Example: to find the $t^*$ for a 90% confidence interval, we want $t^*$ such that 90% of the density of the $t$ distribution lies between $-t^*$ and $t^*$.

Or in other words if $X \sim t(df)$:

P($-t^*$ < X < $t^*$) = .90

Which, because the $t$ distribution is symmetric, is equivalent to finding $t^*$ such that:  

P(X < $t^*$) = .95

(0.95 = 1 - (1 - confidence) / 2 = 1 - 0.1 / 2 = 1 - 0.05)

So the $t^*$ for a 90% confidence interval, and lets say df=10, will be:

t_star = t.ppf(.95, df=10)


In [None]:
# Find the t_stars for the 95% confidence intervals
nap_t_star = 

In [None]:
no_nap_t_star = 

**Quesion**: What is $t^*$ for nap and no nap?

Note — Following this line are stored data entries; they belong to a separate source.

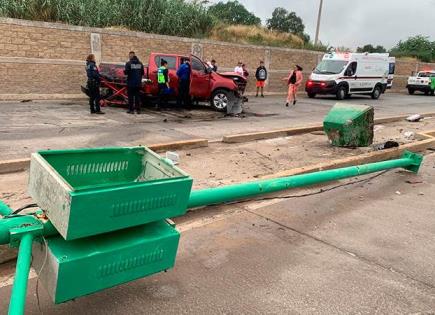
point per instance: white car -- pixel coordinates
(422, 82)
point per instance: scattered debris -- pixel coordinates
(173, 156)
(409, 135)
(387, 145)
(378, 127)
(414, 118)
(318, 133)
(414, 181)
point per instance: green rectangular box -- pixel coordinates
(80, 267)
(349, 125)
(87, 192)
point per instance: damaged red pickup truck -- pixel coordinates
(219, 89)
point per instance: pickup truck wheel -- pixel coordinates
(376, 92)
(220, 100)
(341, 93)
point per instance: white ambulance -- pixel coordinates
(343, 74)
(421, 82)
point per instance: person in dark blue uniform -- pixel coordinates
(134, 71)
(93, 84)
(183, 74)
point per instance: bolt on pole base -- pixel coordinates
(416, 160)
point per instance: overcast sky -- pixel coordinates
(353, 23)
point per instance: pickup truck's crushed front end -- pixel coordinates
(240, 81)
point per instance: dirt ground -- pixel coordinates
(221, 163)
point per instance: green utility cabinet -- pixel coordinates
(88, 192)
(349, 125)
(71, 269)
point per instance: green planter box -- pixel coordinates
(87, 192)
(349, 125)
(71, 269)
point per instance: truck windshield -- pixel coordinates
(426, 74)
(330, 67)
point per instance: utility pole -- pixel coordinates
(316, 40)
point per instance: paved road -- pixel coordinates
(361, 249)
(27, 127)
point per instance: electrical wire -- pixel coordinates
(310, 194)
(31, 205)
(37, 276)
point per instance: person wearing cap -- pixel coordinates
(261, 76)
(134, 70)
(183, 74)
(93, 84)
(163, 82)
(294, 80)
(213, 65)
(239, 69)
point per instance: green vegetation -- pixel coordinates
(418, 47)
(289, 22)
(168, 17)
(255, 35)
(233, 12)
(371, 49)
(191, 18)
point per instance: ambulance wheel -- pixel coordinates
(220, 100)
(341, 93)
(376, 92)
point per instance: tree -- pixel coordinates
(233, 12)
(284, 21)
(418, 46)
(371, 49)
(288, 22)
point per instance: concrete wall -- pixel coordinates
(46, 60)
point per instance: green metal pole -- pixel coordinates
(10, 223)
(19, 289)
(204, 197)
(4, 209)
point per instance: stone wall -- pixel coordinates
(46, 60)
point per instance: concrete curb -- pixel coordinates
(177, 145)
(371, 157)
(13, 166)
(246, 137)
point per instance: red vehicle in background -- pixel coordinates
(219, 89)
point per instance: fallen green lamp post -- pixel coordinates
(160, 191)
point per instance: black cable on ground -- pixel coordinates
(310, 194)
(31, 205)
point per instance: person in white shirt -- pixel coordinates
(239, 69)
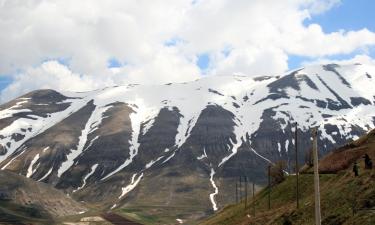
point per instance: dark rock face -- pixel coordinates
(108, 146)
(59, 139)
(124, 159)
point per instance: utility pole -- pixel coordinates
(240, 189)
(316, 177)
(297, 166)
(245, 192)
(253, 199)
(236, 191)
(269, 187)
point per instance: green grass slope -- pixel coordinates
(345, 199)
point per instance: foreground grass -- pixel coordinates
(340, 194)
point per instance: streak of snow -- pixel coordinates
(91, 125)
(148, 165)
(212, 195)
(131, 186)
(37, 125)
(92, 171)
(46, 175)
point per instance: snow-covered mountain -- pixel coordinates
(185, 143)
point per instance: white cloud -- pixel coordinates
(240, 36)
(51, 75)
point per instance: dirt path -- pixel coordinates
(118, 220)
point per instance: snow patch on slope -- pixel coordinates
(131, 186)
(92, 171)
(91, 125)
(30, 170)
(212, 195)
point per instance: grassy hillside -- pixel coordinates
(345, 199)
(24, 201)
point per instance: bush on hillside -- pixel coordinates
(277, 172)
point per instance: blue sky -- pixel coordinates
(146, 46)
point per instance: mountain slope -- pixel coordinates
(345, 199)
(24, 200)
(120, 145)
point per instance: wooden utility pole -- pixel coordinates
(245, 192)
(253, 199)
(236, 191)
(269, 187)
(316, 177)
(240, 197)
(297, 166)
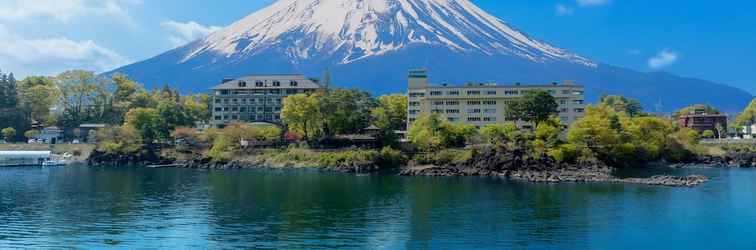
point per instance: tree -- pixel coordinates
(430, 133)
(301, 112)
(696, 109)
(8, 133)
(748, 116)
(631, 107)
(38, 95)
(720, 130)
(344, 111)
(147, 123)
(391, 113)
(708, 134)
(535, 107)
(31, 134)
(85, 98)
(502, 132)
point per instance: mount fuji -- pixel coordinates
(371, 45)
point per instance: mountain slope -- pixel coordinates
(371, 44)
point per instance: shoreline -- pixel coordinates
(565, 175)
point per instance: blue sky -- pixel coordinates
(713, 40)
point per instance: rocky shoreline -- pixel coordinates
(577, 175)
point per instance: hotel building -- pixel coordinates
(482, 104)
(256, 98)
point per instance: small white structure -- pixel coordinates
(749, 132)
(25, 158)
(51, 135)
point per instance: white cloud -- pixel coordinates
(183, 33)
(52, 55)
(564, 10)
(64, 10)
(662, 59)
(589, 3)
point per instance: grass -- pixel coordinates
(84, 149)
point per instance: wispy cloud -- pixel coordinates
(183, 33)
(564, 10)
(663, 59)
(54, 54)
(589, 3)
(65, 10)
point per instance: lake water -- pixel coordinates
(138, 208)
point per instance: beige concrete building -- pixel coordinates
(257, 98)
(481, 104)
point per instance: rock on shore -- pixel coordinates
(563, 175)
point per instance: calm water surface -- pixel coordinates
(137, 208)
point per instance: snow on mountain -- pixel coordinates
(371, 44)
(351, 30)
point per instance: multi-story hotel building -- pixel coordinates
(256, 98)
(481, 104)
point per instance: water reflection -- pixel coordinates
(177, 208)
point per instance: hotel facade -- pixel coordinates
(482, 104)
(256, 98)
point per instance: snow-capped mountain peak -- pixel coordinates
(346, 31)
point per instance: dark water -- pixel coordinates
(135, 208)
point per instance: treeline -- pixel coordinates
(616, 131)
(78, 97)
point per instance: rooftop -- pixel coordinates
(267, 82)
(516, 85)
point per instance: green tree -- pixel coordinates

Now to create our confidence intervals. For the average bedtime for nap and no nap, find the upper and lower bounds for the respective 95% confidence intervals.

**Question**: What are the 95% confidence intervals for the average bedtime for toddlers who nap and for toddlers who don't nap? 

CI = $\bar{X} \pm \ t^* \cdot s.e.(\bar{X})$